The new role focuses on companies with revenues of $1 billion or less and the partner ecosystem serving them, as well as enterprise customers that do not use SAP ERP systems. And, Izumi said, the C-levels she talks about are all focused on growth and innovation; With SAP's cloud solutions, even mid-market customers can take advantage of SAP's nearly 50 years of best practices that are embedded in the solutions.

“The pandemic really brought the topic of supply chain into the mainstream,” she said, describing an innovation day that SAP hosted for a customer who was looking for planning assistance. The customer brought 40 people from all departments to the virtual event.

"It wasn't just your typical supply chain people, though, it was other lines of business, like finance, like HR, manufacturing. I think there was a CEO on the CX side. They all participated in that, and such There were core components that fit them as well, but much of it was around the supply chain,” she said. “And so when I say it's becoming mainstream, it was a great example where people said, ' Wow, I didn't know technology could do that. I had no idea AI or machine learning was so advanced', and they were very excited about what the future held for them."

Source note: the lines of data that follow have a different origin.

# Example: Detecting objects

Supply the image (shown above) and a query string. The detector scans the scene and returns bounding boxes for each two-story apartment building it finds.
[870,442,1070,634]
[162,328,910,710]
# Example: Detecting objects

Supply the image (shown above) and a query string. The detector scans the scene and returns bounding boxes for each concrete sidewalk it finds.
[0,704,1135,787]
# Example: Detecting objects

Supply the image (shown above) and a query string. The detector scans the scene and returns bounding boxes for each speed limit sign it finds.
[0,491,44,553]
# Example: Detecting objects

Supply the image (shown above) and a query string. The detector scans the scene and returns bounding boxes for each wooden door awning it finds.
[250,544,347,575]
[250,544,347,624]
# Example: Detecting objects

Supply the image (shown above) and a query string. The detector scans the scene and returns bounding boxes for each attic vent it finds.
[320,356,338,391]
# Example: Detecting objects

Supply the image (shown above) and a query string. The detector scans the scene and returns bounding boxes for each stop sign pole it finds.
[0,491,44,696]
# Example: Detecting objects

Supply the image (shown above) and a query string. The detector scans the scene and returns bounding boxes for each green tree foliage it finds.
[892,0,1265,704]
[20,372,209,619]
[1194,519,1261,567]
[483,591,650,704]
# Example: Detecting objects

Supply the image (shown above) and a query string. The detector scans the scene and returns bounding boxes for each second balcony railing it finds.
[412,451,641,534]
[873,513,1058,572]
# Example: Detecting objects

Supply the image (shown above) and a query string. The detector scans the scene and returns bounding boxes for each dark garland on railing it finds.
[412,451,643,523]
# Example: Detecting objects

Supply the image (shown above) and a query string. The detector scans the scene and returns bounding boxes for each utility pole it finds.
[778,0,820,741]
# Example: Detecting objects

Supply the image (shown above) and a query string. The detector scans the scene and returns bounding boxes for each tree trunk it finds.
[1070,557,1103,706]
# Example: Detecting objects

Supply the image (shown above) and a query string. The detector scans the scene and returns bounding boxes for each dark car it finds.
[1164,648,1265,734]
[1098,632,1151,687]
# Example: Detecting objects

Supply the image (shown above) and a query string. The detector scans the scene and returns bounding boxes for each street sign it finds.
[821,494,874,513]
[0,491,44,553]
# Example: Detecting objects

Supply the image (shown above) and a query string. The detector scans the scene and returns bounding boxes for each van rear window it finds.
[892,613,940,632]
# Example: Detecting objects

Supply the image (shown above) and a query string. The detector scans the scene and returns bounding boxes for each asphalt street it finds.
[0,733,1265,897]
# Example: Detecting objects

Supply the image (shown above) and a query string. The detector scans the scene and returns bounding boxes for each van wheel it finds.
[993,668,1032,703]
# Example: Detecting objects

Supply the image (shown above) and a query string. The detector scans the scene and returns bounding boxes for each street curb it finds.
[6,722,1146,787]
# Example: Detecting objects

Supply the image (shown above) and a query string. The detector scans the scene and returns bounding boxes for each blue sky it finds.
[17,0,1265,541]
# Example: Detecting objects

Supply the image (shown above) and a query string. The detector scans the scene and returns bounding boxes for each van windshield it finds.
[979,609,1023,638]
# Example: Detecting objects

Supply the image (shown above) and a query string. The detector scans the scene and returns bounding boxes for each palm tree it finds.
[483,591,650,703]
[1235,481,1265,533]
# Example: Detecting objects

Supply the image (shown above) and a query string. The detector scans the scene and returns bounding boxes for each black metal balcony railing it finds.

Sustainability is another theme that resonates with Canadian customers, Izumi said. In his keynote, SAP CEO Christian Klein advocated making sustainability a business metric along with growth and profitability, and launched a number of initiatives to help do so, something Izumi took on. are excited.

"These new offerings that SAP is bringing allow us to do that, allow us to measure it so that we can take meaningful action," she said. "And I think SAP is providing that kind of standard reporting and analytics, and if we can go ahead again and help set those global standards. I think it's really going to help the world." going to be beneficial."